Often called the silent killer, carbon monoxide is an odorless, colorless gas created when fuel (such as gasoline, wood, coal, natural gas, propane, oil, and methane) burn incompletely.
In the home, heating and cooking equipment that burn fuel can be sources of carbon monoxide.
A person can be poisoned by a small amount of CO over a long period of time or by a large amount of CO over a shorter amount of time.
CO alarms should be installed in a central location outside sleeping areas and on every level of the home and in other locations where required by laws and codes. Interconnect alarms, if possible, if one alarm sounds they all will. Make sure everyone in the home knows the sound the alarm makes.
Choose a CO alarm that is UL-listed.
Call your local fire department’s non-emergency number to find out what number to call if the CO alarm sounds.
If the audible trouble signal sounds, check for low batteries and replace. If it still sounds, call the fire department.

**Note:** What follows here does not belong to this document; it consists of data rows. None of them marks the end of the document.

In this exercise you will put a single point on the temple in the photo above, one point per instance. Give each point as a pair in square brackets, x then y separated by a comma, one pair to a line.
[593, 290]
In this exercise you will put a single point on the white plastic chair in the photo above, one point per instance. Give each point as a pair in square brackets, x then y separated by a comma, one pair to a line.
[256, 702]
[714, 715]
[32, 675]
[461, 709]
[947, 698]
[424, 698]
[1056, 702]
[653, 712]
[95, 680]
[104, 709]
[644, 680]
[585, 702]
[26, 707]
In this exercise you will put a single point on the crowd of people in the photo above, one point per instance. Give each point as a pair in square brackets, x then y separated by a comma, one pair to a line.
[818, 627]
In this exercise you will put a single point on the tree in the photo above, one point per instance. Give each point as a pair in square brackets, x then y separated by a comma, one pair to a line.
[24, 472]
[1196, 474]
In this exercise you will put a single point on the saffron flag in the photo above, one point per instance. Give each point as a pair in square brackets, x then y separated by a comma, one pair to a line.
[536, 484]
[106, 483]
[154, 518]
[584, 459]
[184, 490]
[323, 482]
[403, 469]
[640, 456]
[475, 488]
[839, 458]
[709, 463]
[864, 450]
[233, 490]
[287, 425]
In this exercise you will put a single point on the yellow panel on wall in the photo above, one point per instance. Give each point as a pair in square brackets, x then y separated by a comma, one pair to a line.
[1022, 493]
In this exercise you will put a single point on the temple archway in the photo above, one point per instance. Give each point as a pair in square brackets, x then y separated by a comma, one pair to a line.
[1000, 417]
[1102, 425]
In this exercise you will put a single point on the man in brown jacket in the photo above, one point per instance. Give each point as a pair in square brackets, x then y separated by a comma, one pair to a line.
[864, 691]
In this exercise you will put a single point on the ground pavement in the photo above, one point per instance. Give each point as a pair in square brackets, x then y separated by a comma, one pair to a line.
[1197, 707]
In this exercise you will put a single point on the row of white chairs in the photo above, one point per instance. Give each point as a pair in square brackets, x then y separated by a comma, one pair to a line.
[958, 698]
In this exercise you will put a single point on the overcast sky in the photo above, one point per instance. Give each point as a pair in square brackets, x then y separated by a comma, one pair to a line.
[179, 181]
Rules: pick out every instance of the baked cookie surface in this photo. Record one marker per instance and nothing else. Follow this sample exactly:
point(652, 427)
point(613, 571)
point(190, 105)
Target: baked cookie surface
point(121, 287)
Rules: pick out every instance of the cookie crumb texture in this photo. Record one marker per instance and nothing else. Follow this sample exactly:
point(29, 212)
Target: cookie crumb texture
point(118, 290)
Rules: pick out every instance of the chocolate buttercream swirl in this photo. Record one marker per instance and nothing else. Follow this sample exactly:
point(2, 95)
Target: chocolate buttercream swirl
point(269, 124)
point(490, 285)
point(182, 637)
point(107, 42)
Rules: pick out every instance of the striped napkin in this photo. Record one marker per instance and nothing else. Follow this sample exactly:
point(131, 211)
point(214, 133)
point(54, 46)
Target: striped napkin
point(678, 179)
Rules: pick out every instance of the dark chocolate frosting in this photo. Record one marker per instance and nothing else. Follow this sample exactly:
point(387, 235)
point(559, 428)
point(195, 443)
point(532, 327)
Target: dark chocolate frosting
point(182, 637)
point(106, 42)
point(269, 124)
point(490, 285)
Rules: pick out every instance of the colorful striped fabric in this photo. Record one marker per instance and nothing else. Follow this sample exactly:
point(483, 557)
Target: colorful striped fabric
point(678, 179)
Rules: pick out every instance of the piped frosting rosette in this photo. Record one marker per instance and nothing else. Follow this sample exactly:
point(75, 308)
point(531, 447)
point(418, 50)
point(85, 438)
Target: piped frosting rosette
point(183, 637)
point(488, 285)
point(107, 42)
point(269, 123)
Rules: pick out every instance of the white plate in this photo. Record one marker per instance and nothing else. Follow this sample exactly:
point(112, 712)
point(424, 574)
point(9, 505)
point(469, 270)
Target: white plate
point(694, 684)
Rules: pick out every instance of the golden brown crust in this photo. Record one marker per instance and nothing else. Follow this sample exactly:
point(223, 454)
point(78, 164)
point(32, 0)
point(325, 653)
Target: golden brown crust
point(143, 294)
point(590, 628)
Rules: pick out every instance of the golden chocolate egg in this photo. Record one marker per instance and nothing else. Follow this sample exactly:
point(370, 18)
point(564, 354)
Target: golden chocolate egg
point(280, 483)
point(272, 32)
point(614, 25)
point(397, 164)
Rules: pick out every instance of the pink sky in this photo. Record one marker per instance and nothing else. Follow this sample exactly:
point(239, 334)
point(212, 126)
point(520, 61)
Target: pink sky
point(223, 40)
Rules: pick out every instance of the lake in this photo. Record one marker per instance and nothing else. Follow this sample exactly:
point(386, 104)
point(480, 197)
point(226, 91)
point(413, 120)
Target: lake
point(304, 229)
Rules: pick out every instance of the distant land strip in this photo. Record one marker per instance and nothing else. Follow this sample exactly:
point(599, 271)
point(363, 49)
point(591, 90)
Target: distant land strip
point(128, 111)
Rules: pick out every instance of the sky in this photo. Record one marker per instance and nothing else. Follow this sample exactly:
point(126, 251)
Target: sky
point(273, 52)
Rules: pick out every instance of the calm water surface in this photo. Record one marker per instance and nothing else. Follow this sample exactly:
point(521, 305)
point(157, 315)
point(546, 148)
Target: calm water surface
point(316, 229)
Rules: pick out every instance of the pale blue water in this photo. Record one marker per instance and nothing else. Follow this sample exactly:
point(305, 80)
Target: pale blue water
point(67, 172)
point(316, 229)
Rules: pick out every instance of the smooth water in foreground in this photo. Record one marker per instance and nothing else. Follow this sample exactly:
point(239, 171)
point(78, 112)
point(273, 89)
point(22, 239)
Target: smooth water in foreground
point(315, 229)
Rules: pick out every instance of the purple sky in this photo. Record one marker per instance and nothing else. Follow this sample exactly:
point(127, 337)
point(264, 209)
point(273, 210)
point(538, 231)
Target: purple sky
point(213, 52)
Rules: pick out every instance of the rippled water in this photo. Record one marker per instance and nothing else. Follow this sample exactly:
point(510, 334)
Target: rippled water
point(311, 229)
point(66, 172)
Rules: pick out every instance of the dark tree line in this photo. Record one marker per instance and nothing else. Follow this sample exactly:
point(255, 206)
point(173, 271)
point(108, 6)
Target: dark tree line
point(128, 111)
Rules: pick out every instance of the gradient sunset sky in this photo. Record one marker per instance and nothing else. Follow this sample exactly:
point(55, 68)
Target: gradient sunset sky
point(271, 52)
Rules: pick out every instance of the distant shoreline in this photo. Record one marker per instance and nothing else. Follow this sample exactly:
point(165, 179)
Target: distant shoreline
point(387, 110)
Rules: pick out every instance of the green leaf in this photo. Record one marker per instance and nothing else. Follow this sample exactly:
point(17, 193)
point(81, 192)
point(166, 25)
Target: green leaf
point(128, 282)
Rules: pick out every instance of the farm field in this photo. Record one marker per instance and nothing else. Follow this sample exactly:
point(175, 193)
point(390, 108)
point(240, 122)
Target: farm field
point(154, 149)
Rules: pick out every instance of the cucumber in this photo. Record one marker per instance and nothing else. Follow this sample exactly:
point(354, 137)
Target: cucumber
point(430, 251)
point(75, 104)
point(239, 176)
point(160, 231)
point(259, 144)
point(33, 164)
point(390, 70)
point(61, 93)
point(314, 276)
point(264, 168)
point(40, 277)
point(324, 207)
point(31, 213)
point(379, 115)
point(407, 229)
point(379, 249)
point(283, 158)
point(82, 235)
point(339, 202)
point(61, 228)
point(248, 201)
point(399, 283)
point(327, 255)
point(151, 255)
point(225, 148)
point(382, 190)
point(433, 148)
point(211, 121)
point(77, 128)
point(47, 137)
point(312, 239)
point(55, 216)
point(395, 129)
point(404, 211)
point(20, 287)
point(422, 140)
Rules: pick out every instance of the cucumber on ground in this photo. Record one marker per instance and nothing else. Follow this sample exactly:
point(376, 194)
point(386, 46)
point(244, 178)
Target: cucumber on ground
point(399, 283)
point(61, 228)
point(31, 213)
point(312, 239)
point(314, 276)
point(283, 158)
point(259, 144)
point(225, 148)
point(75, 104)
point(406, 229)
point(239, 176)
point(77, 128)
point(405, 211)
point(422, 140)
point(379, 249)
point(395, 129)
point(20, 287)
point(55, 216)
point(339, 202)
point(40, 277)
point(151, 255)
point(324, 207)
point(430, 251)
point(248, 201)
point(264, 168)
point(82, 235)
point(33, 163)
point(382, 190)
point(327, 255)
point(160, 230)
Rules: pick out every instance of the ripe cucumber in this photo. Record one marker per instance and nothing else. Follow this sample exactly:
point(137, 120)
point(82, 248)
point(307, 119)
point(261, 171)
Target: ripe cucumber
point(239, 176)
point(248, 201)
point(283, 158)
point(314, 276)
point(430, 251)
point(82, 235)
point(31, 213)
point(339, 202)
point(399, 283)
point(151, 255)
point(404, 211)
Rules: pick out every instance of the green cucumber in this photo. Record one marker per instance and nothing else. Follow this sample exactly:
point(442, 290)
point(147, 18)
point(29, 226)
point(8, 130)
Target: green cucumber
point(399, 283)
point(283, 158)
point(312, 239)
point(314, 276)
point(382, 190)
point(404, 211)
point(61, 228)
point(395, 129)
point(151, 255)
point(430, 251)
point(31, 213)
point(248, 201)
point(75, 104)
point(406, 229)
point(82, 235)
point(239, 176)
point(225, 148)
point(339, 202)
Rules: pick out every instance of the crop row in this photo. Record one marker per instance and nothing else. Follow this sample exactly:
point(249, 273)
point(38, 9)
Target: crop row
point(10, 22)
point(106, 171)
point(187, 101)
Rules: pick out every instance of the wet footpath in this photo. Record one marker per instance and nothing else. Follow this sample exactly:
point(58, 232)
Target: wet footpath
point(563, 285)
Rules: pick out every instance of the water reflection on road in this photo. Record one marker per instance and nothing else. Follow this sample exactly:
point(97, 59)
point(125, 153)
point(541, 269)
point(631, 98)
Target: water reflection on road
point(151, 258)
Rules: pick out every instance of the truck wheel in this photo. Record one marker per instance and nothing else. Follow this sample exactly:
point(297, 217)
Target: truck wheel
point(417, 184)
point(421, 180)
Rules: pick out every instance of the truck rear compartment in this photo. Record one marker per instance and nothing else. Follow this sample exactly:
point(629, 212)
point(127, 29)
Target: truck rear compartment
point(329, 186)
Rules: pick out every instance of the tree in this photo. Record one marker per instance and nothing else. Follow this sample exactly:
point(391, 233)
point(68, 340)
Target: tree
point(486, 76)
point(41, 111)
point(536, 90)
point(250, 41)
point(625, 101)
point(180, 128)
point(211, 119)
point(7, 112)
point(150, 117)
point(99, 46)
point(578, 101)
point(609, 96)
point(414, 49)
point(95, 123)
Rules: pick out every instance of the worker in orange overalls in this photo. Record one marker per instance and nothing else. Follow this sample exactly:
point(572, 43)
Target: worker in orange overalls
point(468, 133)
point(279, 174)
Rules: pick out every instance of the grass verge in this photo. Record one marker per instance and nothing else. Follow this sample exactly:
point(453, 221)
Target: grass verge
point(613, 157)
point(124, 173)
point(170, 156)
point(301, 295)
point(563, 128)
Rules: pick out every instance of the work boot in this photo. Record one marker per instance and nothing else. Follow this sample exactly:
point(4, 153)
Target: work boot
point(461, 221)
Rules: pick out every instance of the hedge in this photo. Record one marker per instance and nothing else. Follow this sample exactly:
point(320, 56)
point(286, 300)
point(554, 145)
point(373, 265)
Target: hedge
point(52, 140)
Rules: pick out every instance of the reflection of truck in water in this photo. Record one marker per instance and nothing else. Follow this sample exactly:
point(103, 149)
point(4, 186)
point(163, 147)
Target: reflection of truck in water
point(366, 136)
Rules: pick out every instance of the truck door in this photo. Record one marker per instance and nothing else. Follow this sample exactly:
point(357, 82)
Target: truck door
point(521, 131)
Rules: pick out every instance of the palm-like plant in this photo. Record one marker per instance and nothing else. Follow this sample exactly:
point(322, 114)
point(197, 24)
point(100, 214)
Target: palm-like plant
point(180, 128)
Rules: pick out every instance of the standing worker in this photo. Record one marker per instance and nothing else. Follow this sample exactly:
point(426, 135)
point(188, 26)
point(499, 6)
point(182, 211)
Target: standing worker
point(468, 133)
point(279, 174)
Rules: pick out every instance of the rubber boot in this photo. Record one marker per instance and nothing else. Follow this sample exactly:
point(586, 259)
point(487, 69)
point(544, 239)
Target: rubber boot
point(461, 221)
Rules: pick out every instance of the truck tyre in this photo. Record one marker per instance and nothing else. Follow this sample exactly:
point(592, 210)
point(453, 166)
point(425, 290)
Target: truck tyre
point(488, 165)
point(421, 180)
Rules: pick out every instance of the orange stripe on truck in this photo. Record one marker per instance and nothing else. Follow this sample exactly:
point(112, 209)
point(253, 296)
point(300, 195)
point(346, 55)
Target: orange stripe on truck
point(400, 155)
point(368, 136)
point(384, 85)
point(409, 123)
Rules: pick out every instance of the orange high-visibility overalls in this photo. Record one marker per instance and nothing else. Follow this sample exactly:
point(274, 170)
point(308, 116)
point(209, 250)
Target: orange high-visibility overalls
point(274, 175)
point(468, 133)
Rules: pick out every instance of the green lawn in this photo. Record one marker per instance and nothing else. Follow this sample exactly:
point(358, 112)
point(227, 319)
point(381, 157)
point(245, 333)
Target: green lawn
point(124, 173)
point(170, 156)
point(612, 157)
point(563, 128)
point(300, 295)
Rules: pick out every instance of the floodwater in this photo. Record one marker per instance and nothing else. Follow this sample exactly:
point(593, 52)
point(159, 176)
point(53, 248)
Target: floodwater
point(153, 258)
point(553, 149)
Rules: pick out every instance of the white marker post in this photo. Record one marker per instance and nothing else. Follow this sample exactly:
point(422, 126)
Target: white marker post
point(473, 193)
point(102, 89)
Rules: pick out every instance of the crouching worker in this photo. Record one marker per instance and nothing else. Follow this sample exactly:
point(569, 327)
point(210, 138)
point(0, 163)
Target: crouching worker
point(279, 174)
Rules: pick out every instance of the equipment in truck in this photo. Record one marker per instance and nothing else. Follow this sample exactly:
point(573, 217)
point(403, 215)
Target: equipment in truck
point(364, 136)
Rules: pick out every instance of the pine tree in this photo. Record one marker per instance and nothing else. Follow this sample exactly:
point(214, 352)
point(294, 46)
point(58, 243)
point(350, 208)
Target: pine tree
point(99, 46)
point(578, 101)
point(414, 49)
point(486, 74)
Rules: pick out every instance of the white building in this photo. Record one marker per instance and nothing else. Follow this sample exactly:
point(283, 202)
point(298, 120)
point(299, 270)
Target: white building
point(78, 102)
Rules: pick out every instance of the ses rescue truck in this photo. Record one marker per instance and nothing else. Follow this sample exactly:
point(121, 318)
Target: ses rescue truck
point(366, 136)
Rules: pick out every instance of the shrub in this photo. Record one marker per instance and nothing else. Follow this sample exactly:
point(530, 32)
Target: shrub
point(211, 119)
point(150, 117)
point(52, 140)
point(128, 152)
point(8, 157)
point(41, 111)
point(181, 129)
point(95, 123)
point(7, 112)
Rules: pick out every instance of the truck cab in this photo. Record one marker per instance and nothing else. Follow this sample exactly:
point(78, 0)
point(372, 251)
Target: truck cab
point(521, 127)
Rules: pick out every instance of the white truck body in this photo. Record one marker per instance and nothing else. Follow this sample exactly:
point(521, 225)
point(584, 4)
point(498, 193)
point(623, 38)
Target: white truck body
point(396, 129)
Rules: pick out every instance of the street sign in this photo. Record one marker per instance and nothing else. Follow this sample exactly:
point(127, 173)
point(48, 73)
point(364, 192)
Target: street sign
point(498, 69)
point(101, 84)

If you need to warm a vehicle, remove it from the garage immediately after starting it. Do not run a vehicle or other fueled engine indoors, even if garage doors are open. Make sure the exhaust pipe of a running vehicle is not covered with snow.
During and after a snowstorm, make sure vents for the dryer, furnace, stove, and fireplace are clear of snow build-up.
A generator should be used in a well-ventilated location outdoors away from windows, doors and vent openings.
Gas or charcoal grills can produce CO — only use outside.
Never use your oven to heat your home.
When using a fireplace, open the flue for adequate ventilation.
Have heating equipment and chimneys inspected by a professional every year.